Sağlam, “Uluslararası ilişkiler tek başınıza alacağınız bir kararla korsanlık yaparak yürütemezsiniz. Komşularınızla, muhataplarınızla bir masaya oturup, sorunlarınızı halletmeniz lazım. Bugün belki ABD’nin ve Avrupa’nın, bazen ortaya koyduğu bu eskilerin tabiriyle ‘korsanlık’ yaparak bir oldubittiye getirerek, Defacto durumlar oluşturarak bir hak elde etmeye çalışmaları var. Biz uluslararası ilişkilerde asla güçlü olanın, haklı olduğu tezini kabul etmiyoruz. Bunu mutlaka yıkılması lazım gerektiğini söylüyoruz. Hatta Birleşmiş Milletlerin bu 5 daimî üyesinin veto hakkının bulunması, onların istemediği bu hususun ne kadar haklı olursa olsun, yürürlüğe girmesinin büyük bir sıkıntı olduğunu görüyoruz. Bunu yıllardır dile getiriyoruz. Parti programımızda ısrarla vurguluyoruz.” ifadelerini kullandı.

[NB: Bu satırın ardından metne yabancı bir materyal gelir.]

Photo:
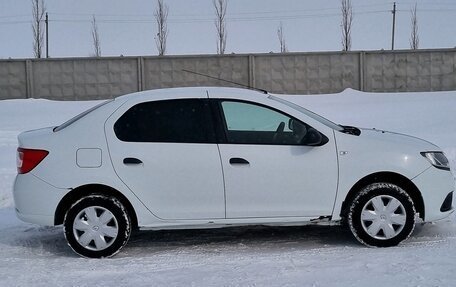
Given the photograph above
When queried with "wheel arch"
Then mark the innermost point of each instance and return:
(89, 189)
(390, 177)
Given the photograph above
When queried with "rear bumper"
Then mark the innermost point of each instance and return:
(435, 186)
(36, 200)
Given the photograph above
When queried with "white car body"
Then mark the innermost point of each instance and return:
(188, 185)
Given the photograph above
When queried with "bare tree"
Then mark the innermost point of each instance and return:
(161, 17)
(281, 36)
(95, 38)
(220, 24)
(347, 19)
(38, 11)
(414, 38)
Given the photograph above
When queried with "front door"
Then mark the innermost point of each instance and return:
(269, 170)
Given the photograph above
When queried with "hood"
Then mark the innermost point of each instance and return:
(398, 140)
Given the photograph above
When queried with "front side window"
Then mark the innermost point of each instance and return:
(247, 123)
(180, 121)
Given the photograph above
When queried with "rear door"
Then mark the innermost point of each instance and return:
(165, 152)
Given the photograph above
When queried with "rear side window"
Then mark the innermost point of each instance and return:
(179, 121)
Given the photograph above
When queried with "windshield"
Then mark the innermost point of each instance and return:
(313, 115)
(80, 116)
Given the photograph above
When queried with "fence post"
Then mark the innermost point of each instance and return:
(28, 79)
(361, 70)
(251, 71)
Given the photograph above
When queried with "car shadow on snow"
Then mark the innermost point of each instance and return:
(49, 241)
(248, 237)
(45, 241)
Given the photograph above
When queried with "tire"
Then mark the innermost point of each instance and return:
(97, 226)
(381, 215)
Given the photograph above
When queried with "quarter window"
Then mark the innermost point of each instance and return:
(180, 121)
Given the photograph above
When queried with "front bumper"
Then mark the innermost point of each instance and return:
(435, 186)
(36, 200)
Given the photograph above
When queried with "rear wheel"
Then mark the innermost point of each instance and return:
(382, 215)
(97, 226)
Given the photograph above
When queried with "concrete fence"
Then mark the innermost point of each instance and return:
(290, 73)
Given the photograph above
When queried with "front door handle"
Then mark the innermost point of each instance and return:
(132, 160)
(238, 160)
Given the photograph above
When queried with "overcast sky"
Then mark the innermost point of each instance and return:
(128, 28)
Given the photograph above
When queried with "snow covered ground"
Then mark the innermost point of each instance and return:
(249, 256)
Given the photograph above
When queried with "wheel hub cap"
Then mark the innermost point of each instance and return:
(383, 217)
(95, 228)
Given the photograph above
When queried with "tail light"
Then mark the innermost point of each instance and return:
(28, 159)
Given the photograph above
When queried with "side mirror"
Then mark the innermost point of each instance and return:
(314, 138)
(290, 124)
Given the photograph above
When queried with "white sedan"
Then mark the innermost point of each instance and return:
(211, 157)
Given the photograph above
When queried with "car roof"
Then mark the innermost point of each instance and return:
(195, 92)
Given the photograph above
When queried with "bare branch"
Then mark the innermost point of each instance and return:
(220, 24)
(347, 19)
(281, 36)
(38, 11)
(414, 38)
(161, 17)
(95, 38)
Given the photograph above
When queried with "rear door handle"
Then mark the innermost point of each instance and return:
(238, 160)
(132, 160)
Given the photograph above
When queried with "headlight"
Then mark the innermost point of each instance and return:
(437, 159)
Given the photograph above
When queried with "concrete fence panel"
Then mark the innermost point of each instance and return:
(167, 72)
(290, 73)
(307, 73)
(13, 81)
(410, 71)
(84, 79)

Güney Kıbrıs’ın, Avrupa’nın desteğiyle bütün adaların tek temsilcisi olarak kendisini gördüğünü dile getiren Sağlam, “Akdeniz’deki durum şudur. Uluslararası bazı sözleşmeler var. Türkiye’de bu sözleşmelere dayanarak Libya ile bir anlaşma yaptı. Bu anlaşma çerçevesinde bir sınır belirlenmiş. Bununla ilgili Akdeniz’in altında, Akdeniz suları içerisindeki bu ekonomik durumu kendi lehine çevirecek bir şeyler yapıyor. Yıllardan beridir Avrupa Birliği’nin desteğiyle Güney Kıbrıs, kendine bütün adanın tek temsilcisi olarak görüyor. Diğer ülkelerle anlaşmalar yapıyor. Şimdi burada bir çıkar çatışması var. Biz Türkiye’nin, Akdeniz’deki Libya ve Kuzey Kıbrıs ile yapmak istediği anlaşmaların uluslararası sözleşmelere uygun olduğu, bunun diğer devletlerinde yaptığı rutin işlemlerden bir işlem olduğunu görüyoruz. Bu nedenle bunu sonuna kadar götürülmesi, orda bu halkın ne tür hakları varsa sonuna kadar savunmasından yanayız.” diye konuştu.

Yunanistan’ın, Fransa’nın kışkırtmasıyla Türkiye’yi sıcak bir savaşın içine çekmeye çalıştığına dikkat çeken Sağlam, bunu da tek başına yapabilecek bir durumda olmadığını kendisinin de bildiğini söyledi.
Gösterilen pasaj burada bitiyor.